- The Swedish word for humidity is fuktighet. Say it with me, fuck tight.
- It can take up to 2 years to register new consumable products in either Indonesia or Malaysia, I can't remember which one, but that's a long fucking time. Jesus.
- Fuck them.
- Spanish and Portuguese are practically identical. I can hardly tell them apart. I like to call it Spanaguese.
- Sometimes I cheat a little and use Google Translate to spot check and once typed in what was supposed to be Romanian for "keep out of children's reach" and it translated to, "stay away from children". Good idea.

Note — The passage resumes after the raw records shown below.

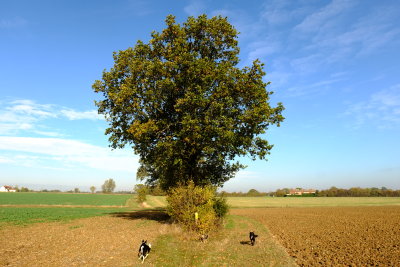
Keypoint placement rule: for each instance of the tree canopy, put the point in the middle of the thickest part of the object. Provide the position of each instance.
(184, 106)
(108, 186)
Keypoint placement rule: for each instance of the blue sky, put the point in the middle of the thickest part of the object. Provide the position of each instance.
(334, 64)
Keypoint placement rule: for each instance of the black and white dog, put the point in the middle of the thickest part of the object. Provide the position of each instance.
(144, 250)
(253, 238)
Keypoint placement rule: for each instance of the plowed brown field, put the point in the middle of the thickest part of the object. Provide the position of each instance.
(97, 241)
(335, 236)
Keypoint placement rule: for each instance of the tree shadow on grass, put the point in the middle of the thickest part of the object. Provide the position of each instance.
(158, 215)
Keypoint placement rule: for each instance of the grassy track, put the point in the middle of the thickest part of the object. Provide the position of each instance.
(63, 199)
(228, 247)
(25, 216)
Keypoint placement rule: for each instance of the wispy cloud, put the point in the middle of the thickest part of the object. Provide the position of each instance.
(41, 152)
(382, 109)
(15, 22)
(81, 115)
(27, 115)
(195, 8)
(323, 17)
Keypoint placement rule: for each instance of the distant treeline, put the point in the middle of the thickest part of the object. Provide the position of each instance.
(351, 192)
(331, 192)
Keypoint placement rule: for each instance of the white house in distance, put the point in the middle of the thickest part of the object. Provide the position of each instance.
(6, 188)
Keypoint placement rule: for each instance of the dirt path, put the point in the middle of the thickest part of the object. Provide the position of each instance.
(227, 247)
(114, 241)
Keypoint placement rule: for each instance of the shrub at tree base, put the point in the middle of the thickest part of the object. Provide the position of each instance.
(185, 201)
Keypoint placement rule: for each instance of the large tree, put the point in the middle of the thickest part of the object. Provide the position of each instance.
(184, 106)
(108, 186)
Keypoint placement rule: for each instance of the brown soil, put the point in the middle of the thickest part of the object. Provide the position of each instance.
(335, 236)
(97, 241)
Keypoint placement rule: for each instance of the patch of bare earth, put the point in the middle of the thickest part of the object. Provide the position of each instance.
(99, 241)
(335, 236)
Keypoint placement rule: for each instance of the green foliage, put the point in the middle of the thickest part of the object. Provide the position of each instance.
(185, 201)
(108, 186)
(184, 106)
(141, 192)
(221, 207)
(24, 189)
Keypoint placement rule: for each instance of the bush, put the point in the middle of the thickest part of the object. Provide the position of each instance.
(184, 201)
(221, 207)
(141, 191)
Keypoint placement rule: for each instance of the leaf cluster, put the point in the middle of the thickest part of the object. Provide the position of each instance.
(184, 106)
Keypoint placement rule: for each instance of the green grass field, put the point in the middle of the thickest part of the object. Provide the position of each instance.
(63, 199)
(24, 216)
(263, 202)
(255, 202)
(92, 203)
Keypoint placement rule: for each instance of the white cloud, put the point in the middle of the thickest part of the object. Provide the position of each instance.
(26, 115)
(195, 8)
(382, 109)
(76, 115)
(40, 152)
(15, 22)
(323, 17)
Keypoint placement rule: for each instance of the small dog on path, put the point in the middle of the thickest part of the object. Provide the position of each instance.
(253, 238)
(144, 250)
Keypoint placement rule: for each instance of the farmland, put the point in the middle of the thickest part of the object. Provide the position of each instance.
(105, 230)
(63, 199)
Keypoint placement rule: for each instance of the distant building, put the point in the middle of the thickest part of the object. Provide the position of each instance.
(299, 192)
(6, 188)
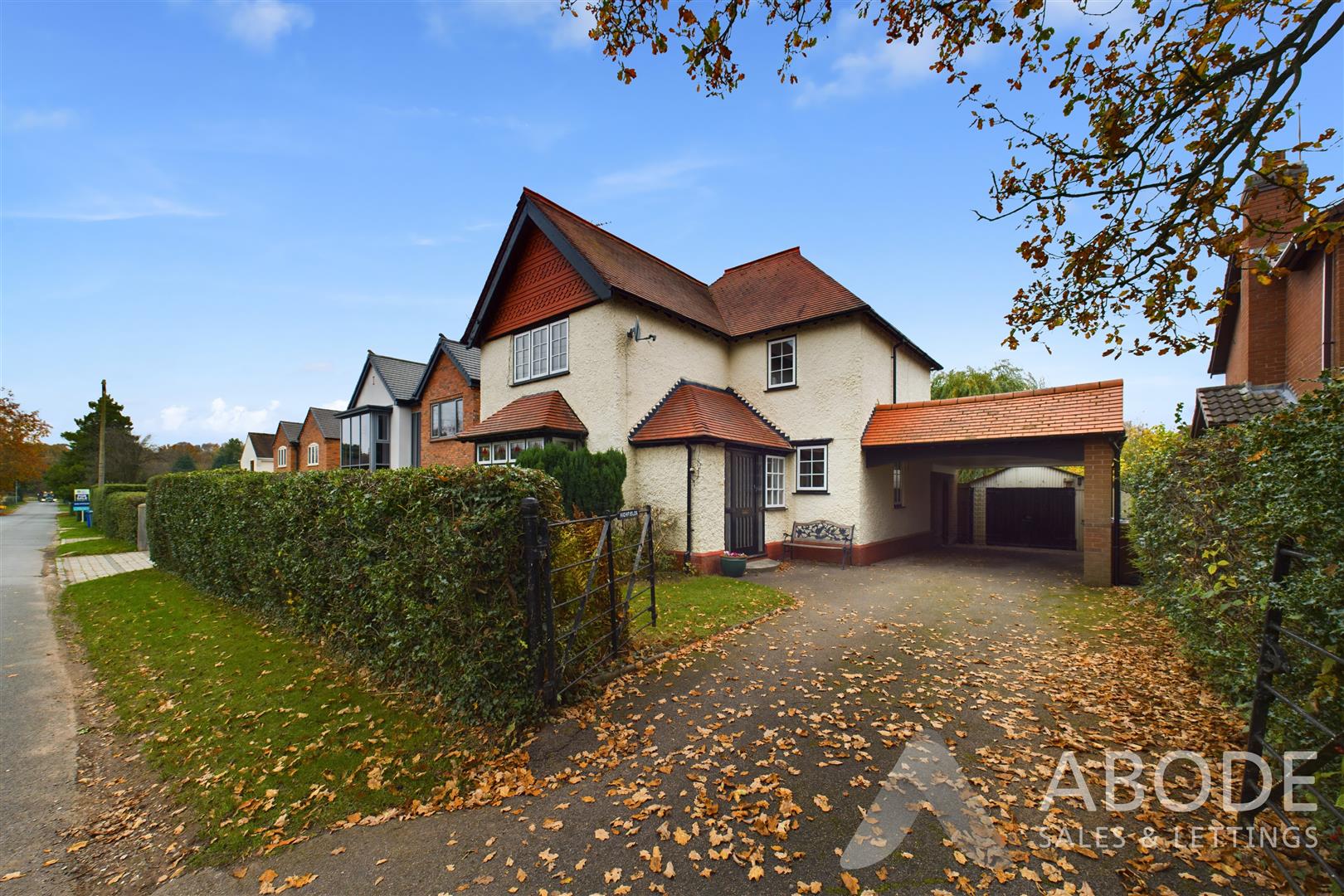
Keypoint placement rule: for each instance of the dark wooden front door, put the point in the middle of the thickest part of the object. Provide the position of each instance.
(743, 505)
(1030, 518)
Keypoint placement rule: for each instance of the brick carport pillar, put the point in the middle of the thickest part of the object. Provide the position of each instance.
(1098, 507)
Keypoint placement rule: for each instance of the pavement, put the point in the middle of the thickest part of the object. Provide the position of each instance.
(37, 709)
(82, 568)
(747, 766)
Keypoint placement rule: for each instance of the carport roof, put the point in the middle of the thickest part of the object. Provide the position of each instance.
(1085, 409)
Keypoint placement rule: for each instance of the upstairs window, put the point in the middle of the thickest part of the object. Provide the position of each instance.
(446, 418)
(542, 351)
(782, 362)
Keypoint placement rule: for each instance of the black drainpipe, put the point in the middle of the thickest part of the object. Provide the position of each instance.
(689, 472)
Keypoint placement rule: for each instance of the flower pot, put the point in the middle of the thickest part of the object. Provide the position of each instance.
(734, 567)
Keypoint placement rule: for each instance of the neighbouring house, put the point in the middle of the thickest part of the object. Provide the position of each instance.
(285, 446)
(448, 399)
(378, 430)
(257, 453)
(767, 397)
(1273, 340)
(319, 440)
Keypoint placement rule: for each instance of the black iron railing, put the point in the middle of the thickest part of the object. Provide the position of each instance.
(585, 609)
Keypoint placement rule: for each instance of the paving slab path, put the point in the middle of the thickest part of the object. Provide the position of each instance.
(749, 766)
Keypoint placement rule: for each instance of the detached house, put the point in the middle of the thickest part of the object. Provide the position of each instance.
(257, 453)
(767, 397)
(1273, 340)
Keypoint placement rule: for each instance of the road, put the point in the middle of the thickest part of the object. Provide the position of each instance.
(37, 709)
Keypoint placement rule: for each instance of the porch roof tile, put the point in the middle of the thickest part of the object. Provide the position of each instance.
(1085, 409)
(698, 412)
(537, 412)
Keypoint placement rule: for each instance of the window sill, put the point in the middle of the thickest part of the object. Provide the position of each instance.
(538, 379)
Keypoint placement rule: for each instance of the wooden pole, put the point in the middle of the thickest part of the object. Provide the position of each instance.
(102, 430)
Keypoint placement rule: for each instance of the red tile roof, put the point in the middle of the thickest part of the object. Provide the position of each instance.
(538, 412)
(1086, 409)
(695, 412)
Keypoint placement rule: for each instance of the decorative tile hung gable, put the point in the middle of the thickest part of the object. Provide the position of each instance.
(698, 412)
(542, 412)
(528, 284)
(1086, 409)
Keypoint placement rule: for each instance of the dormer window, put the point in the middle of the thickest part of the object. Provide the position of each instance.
(541, 353)
(782, 363)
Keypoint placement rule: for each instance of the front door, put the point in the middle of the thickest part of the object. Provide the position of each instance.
(743, 505)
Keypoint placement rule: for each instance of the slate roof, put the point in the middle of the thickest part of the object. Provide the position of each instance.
(262, 444)
(401, 377)
(774, 292)
(1225, 405)
(698, 412)
(327, 422)
(528, 416)
(1086, 409)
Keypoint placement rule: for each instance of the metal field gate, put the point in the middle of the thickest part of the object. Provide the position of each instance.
(592, 585)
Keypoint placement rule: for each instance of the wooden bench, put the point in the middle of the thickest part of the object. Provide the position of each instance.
(823, 535)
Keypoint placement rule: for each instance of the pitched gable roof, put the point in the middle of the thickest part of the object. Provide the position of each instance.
(698, 412)
(778, 290)
(1086, 409)
(528, 416)
(327, 422)
(262, 444)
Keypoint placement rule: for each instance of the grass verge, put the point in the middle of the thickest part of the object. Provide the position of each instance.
(695, 607)
(262, 735)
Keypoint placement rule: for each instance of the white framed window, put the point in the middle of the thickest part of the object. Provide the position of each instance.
(782, 362)
(774, 480)
(811, 466)
(542, 351)
(446, 418)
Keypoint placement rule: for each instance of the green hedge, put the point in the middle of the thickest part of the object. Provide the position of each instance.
(416, 571)
(590, 481)
(1205, 518)
(119, 514)
(99, 499)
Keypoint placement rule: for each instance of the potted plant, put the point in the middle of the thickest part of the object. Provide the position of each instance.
(733, 563)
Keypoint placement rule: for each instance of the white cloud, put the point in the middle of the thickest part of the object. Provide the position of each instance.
(42, 119)
(668, 173)
(261, 23)
(100, 208)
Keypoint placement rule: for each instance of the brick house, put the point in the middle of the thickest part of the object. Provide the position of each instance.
(1273, 340)
(448, 399)
(285, 448)
(257, 453)
(767, 397)
(319, 440)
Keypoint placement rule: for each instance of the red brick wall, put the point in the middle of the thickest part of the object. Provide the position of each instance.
(329, 450)
(542, 285)
(446, 382)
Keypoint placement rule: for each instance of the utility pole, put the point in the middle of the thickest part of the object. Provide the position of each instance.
(102, 430)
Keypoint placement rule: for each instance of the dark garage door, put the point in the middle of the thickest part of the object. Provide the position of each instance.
(1030, 518)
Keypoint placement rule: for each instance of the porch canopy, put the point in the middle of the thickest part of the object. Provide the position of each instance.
(1066, 425)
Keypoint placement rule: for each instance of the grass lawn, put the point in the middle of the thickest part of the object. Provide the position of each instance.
(262, 735)
(694, 607)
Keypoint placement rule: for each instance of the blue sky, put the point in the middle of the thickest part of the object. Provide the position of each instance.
(221, 206)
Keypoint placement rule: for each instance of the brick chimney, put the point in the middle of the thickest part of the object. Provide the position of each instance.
(1270, 210)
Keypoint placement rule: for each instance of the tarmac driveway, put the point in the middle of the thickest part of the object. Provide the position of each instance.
(747, 766)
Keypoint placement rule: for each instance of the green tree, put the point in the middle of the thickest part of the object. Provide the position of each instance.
(1003, 377)
(229, 455)
(1125, 168)
(80, 465)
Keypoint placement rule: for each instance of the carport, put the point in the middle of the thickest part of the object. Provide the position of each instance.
(1066, 425)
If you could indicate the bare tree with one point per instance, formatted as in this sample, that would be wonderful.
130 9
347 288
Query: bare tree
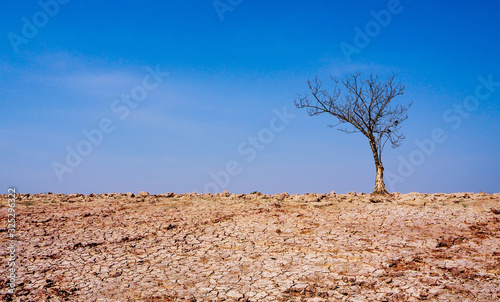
366 106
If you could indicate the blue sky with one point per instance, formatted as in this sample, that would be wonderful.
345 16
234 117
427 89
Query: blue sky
223 117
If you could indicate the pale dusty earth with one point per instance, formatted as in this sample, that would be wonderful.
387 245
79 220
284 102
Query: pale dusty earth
254 247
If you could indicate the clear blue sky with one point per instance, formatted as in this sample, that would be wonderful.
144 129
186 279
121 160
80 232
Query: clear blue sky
211 124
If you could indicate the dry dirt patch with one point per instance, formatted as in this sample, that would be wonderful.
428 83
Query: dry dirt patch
255 247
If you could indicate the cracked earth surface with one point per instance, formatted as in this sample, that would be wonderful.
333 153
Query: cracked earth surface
254 247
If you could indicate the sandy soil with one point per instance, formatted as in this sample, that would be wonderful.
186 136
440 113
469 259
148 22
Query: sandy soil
254 247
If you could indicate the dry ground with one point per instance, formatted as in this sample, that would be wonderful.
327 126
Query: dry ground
254 247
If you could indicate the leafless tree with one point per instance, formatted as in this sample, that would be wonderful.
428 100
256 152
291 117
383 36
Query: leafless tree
366 106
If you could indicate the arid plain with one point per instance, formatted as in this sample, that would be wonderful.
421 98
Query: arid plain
254 247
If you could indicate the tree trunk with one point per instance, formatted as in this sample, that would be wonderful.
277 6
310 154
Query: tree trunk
379 181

In other news, I have nicknamed one of my new co-workers Hipster McKnowItAll, for what I think may be obvious reasons, so I won't bother to explain it to you in graphic detail as if you were a nitwit, because I'm learning recently, first hand, how very annoying that can be. I will tell you this: she's an obnoxious 23 year old, who never runs out of ways to insert how she has lived in France* into unrelated conversations. She doesn't seem to realize that anyone else on earth or in America, aside from her has ever been to France and almost every day there is some point at which, I want to stab her in the face. Shut up kid.
While I'm speaking of my little hipster, know-it-all friend, I would also like to make the observation that isn't it odd how people who one might consider to be a hipster often themselves express annoyance of hipsters? No one ever owns their hipster-ness.
Let's see what else...oh yes, next month my whole department is moving to a different building in the complex. Our big boss manager lady just informed us the other day that the new cube configurations are going to have only 3 foot walls. This news seemed to bum everyone out, but frankly I don't give a shit as long as my new cublicle isn't right next to the kitchen like where I sit now. It stinks. Sometimes it smells nice, like the when the nice person makes cinnamon toast every day at 9:05 (you know who you are and I lurve you), but mostly it's burnt popcorn and god only knows what. People heat up some weird shit. I swear the other day someone microwaved a giant fart. I had to leave the area for awhile. Perhaps it was brussels sprouts, who can say? Either way I'd like my cube as far away from the fucking kitchen as humanly possible please.
Anyhoo... that's it for now. It's Friday, MDH just put some burgers on the grill (which smell fantastic BTW and not at all like brussels sprouts**) and I'm going to enjoy a nice cold beer before it starts snowing. I realize that it's only October 1st, but hey, it's Michigan, it could happen.
*for 6 months as part of a student exchange program - get over it!
**I happen to love brussels sprouts, but they reek, as do all other people's left overs. That's just the law of nature - only your own left overs smell good - they reek to everyone else.